Watchmen has led to a lot of debate amongst people I know and fellow bloggers. Opinion is definitely polarised – and in my opinion, more so than most films. People are responding to the same film in very different ways. I liked the sex scene set to 'Hallelujah' – for others, it’s the height of ludicrousness.

Which brings me to the other extreme.

On Monday, I had the pleasure of seeing The Room for the first time. If you enjoy 'bad movies', you have to see this film. Put simply, it’s the greatest 'bad movie' I have ever seen. The Room is so funny and particular that watching it was a sublime experience, and one I'm looking forward to repeating.

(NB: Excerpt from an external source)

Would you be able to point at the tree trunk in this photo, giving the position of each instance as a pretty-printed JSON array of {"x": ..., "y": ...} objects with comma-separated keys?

And something I found particularly fascinating was that The Room manages to create a very similar shared experience across viewers.

The four of us who saw it found it hilarious. We laughed at the same points – we made a number of ‘original’ wisecracks. Following up on the film the next day, we realised that most of our off-the-cuff observations were echoed across the Internet – sometimes down to nearly exactly the same line. What we found funny about the film was precisely the same stuff that the legion of Internet/LA fans find funny.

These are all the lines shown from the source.